Research into household chores reveals fascinating home truths
A fascinating study by an academic at Aston University has revealed that women still do certain traditional tasks within the home.
The research by Dr Emily Christopher, a lecturer in sociology and policy, found that ‘woman-type’ tasks often involve multi-tasking while men’s roles often include solo duties such as mowing the lawn.
Dr Christopher, whose research focuses on the reproduction of gender inequalities in paid and unpaid work, spoke about her study in the latest episode of the ‘Society matters’ podcast series, presented by journalist Steve Dyson.
The episode is sub-titled ‘Did you iron my shirt? Why household work, and who does it, matters’.
Dr Christopher explained that men are doing much more household work than they did 50 years ago, and that there was “general agreement” among the couples she interviewed that household work should be shared.
The lecturer, who invited couples to assign ‘task cards’ during interviews in their homes, said past research found that women still perform the ‘lion’s share’ of household work.
This, she said, followed on from the “age old idea” of women being more caring and nurturing which was “deeply embedded in the way society thinks”.
While some tasks were still more likely to be done by women, some had shifted over time.
Tasks still “overwhelmingly gendered” today include women remembering birthdays, organising presents, and remembering whether a child needs PE kit or money for a cake sale, all the cognitive labour of household management.
She said: “The problem is it’s invisible, so it isn’t recognised as work.”
Dr Christopher said that men tend to do the ironing if they find it “enjoyable”, often while listening to football or music, or if they have “particular standards”, such as creases in their sleeves.
However, some women choose ironing as a “form of protest”, doing their own and their children’s clothes but refusing to iron men’s shirts.
Dr Christopher pointed out that some other tasks traditionally seen as women’s, which had ‘shifted’, included cooking. She said: “Men are more likely to do this now, arguably this might be because they are less likely to be seen as less masculine for doing so, this helped by the rise of celebrity chefs like Gordon Ramsay, Rick Stein and Jamie Oliver.”
Her research also revealed that men are more likely to wash up and stack the dishwasher but, like ironing, men doing these tasks was often driven by standards such as liking them stacked a particular way.
They are also more likely to hoover than to clean, which fell mostly to women, with Dr Christopher suggesting: “I wonder whether sometimes this is something to do with the fact that hoovering involves technology and machinery, so it conceptualises more as a masculine form of housework.”
Similarly, Dr Christopher said men are more likely to do outside jobs such as DIY, washing the car and mowing the lawn, with the emphasis again on physical strength.
Significantly, tasks which men are more likely to be responsible for, such as DIY, are less likely to “interfere” with paid work, whereas those done by women often involve a reduction in their hours with “very wide implications” such as a gender pay gap, restrictions in career progression, and restricted access to pensions in later life.
As a result, she said the state needs to do more, particularly around parental leave and the lack of affordable childcare provision.
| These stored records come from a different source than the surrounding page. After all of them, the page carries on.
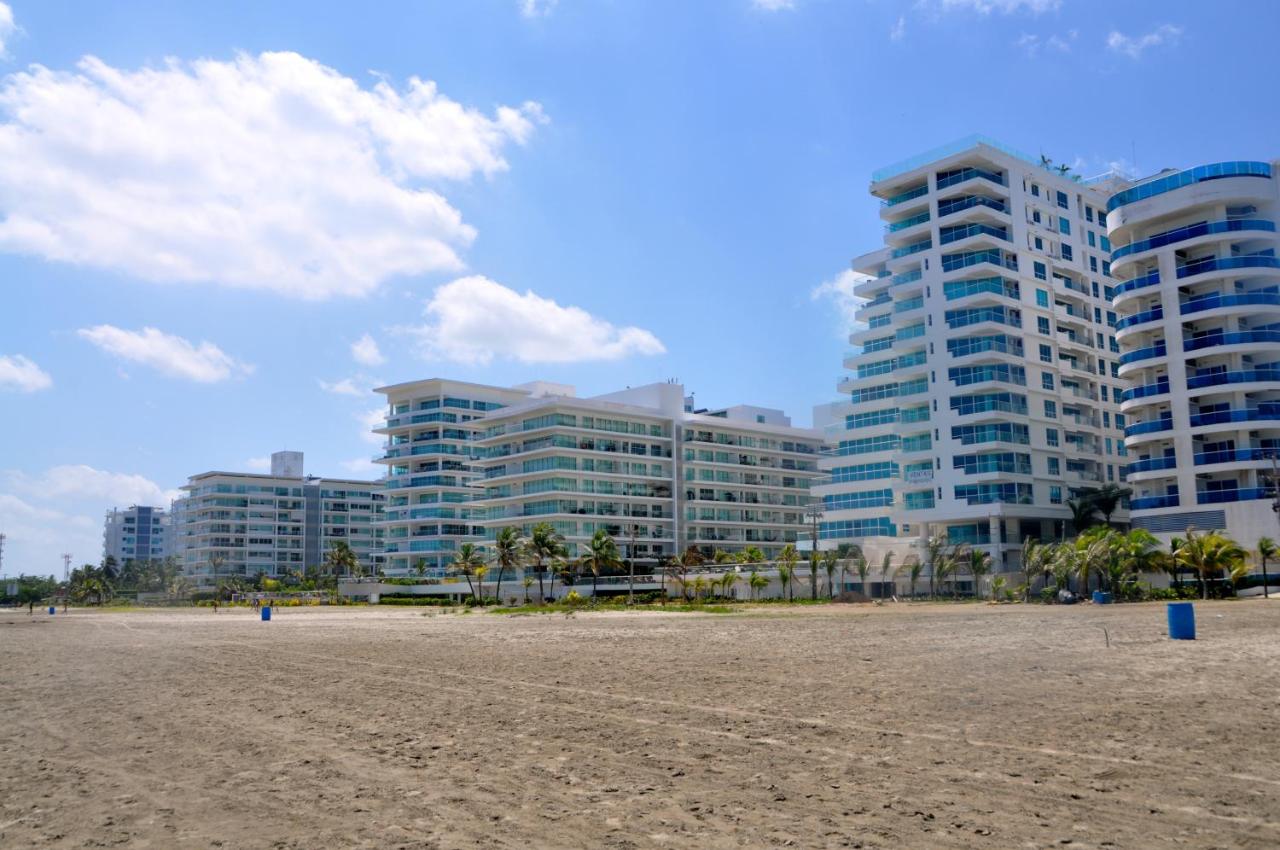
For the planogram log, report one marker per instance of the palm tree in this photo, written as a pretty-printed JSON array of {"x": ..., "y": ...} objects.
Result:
[
  {"x": 979, "y": 566},
  {"x": 1082, "y": 512},
  {"x": 544, "y": 544},
  {"x": 789, "y": 560},
  {"x": 602, "y": 553},
  {"x": 1208, "y": 554},
  {"x": 1266, "y": 549},
  {"x": 913, "y": 569},
  {"x": 886, "y": 569},
  {"x": 507, "y": 549},
  {"x": 469, "y": 560}
]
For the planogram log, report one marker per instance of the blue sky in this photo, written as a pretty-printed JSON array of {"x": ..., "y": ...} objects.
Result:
[{"x": 220, "y": 224}]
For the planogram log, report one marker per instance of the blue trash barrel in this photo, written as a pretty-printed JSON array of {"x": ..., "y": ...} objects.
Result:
[{"x": 1182, "y": 621}]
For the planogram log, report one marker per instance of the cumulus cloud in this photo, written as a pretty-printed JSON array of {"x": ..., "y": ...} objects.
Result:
[
  {"x": 474, "y": 320},
  {"x": 270, "y": 172},
  {"x": 7, "y": 26},
  {"x": 22, "y": 374},
  {"x": 173, "y": 356},
  {"x": 1133, "y": 46},
  {"x": 366, "y": 353},
  {"x": 839, "y": 292}
]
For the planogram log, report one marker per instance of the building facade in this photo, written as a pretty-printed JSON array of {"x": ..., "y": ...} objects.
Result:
[
  {"x": 242, "y": 524},
  {"x": 641, "y": 464},
  {"x": 1198, "y": 297},
  {"x": 983, "y": 391},
  {"x": 138, "y": 533}
]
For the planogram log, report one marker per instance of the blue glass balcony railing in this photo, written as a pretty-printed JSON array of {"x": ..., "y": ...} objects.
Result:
[
  {"x": 1237, "y": 338},
  {"x": 1150, "y": 502},
  {"x": 1260, "y": 414},
  {"x": 1150, "y": 428},
  {"x": 1188, "y": 178},
  {"x": 1191, "y": 232},
  {"x": 1159, "y": 388},
  {"x": 1228, "y": 264},
  {"x": 1233, "y": 456},
  {"x": 1143, "y": 353},
  {"x": 1148, "y": 279},
  {"x": 1240, "y": 494},
  {"x": 1238, "y": 376},
  {"x": 1238, "y": 300},
  {"x": 1155, "y": 314}
]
Dr Christopher said: “If you take maternity leave, it’s 12 months maximum in comparison to one or two weeks’ paternity leave, so straight away we are sending a message about who’s the natural carer. Parental leave needs to change to challenge this reinforcing of gender roles.”
She added that childcare provision needs to be seen as integral to the way society and the economy works, so needs funding.
Increasingly, Dr Christopher said couples are relying on their parents for help with childcare, and “interestingly, it tends to be the grandmothers who take on this work”.
Individuals wanting to put a monetary value on household work can complete the Office for National Statistics’ domestic labour calculator, although she said it was a crude measure and only gives a rough idea.
“Using this measure, my household work, on top of a full-time job at Aston University, is worth £18,000 a year,” she said.